Please note that since writing this blog post, Caffe Parma has closed down
Please note that since writing this blog post, Hugo's Bar & Kitchen has closed down
It’s always a dilemma in this game: visit a restaurant in its opening week so you can get the inside scoop first? Or wait six months to review it so the teething problems have worn off? Twice recently I opted for the first alternative – with drastically different results…
Hugo’s Bar & Kitchen
New on the Hugo de Grootplein, I was more than a little excited to see Hugo’s appear in my neighbourhood to replace whatever mysterious Moroccan joint always had its lights turned off in that space before. And jeetje, did they do a good job! Nothing like its predecessor, Hugo’s is cosy yet cool, with an open-plan kitchen and a bar stocked with all sorts of goodies to whip up a mean cocktail. (Try the “Hugo the Great” – about as great as it says on the tin!)

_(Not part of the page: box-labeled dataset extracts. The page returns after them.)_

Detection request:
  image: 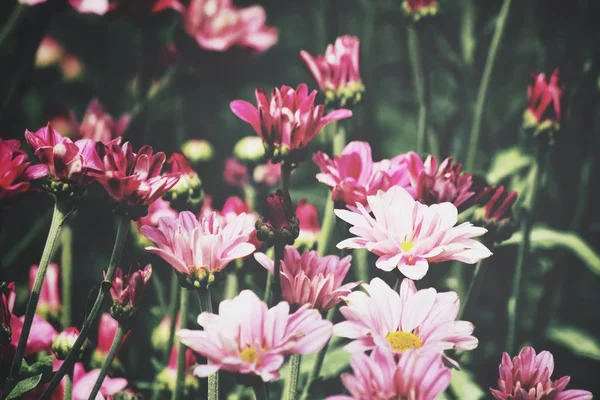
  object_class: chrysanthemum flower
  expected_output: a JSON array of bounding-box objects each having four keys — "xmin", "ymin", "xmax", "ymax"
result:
[
  {"xmin": 326, "ymin": 348, "xmax": 450, "ymax": 400},
  {"xmin": 333, "ymin": 278, "xmax": 478, "ymax": 362},
  {"xmin": 231, "ymin": 84, "xmax": 352, "ymax": 160},
  {"xmin": 490, "ymin": 347, "xmax": 592, "ymax": 400},
  {"xmin": 335, "ymin": 186, "xmax": 492, "ymax": 279},
  {"xmin": 254, "ymin": 246, "xmax": 359, "ymax": 312},
  {"xmin": 177, "ymin": 290, "xmax": 332, "ymax": 382},
  {"xmin": 141, "ymin": 211, "xmax": 256, "ymax": 287}
]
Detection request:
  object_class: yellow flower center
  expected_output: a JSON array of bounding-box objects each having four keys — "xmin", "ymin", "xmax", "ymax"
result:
[{"xmin": 385, "ymin": 331, "xmax": 423, "ymax": 353}]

The menu is all very Ron Gastrobar (small, creative dishes that you pick two or three of) so we put the kitchen through its paces, ordering one of pretty much everything on the list. The cold courses came first: a raw scallop tartar featuring citrusy yuzu and crunchy apple, plus a crab salad with the bitter-sweetness of mandarin and beetroot. I lost track of all the hot dishes – but suffice to say they were all exquisitely prepared and presented. Don’t go expecting simple, home cooking, and I’d advise against sharing (we did, because we wanted to try everything, but it doesn’t really work with this type of food). Do go expecting to be wowed by a chef who’s undoubtedly been influenced by Ron Blaauw and Daalder’s Guillaume de Beer – and get there quick before the prices go up to match the chef’s aspirations.
In stark contrast, Marie Heinekenplein newbie Caffe Parma is a disaster pretending to be an Italian restaurant. The burrata reminded me of dishwater, not cream. The tiramisu was dry and uninviting, while the brandy snap it came with tasted like deep-fat fryer. The mysterious “Pasta di Parma” special left me none the wiser by the end of it: the dish involved our hapless waiter throwing a flaming pan of Jameson whiskey into the centre of a giant, hollowed-out parmesan cheese for no audience and no apparent reason. A mess of pre-dunked spaghetti and some kind of creamy meat sauce then joined the whiskey-cheese combo and ended up on my plate. What didn’t end up on my plate, however, was the ground black pepper – probably because the aforementioned waiter was so nervous he forgot to take the lid off before grinding it. He didn’t notice, and I was too embarrassed to point it out by this stage. And don’t get me started on the trying-too-hard decor or the mistakes on the bill…
Need I go on? No, I thought not. Let’s just leave it at: don’t go there.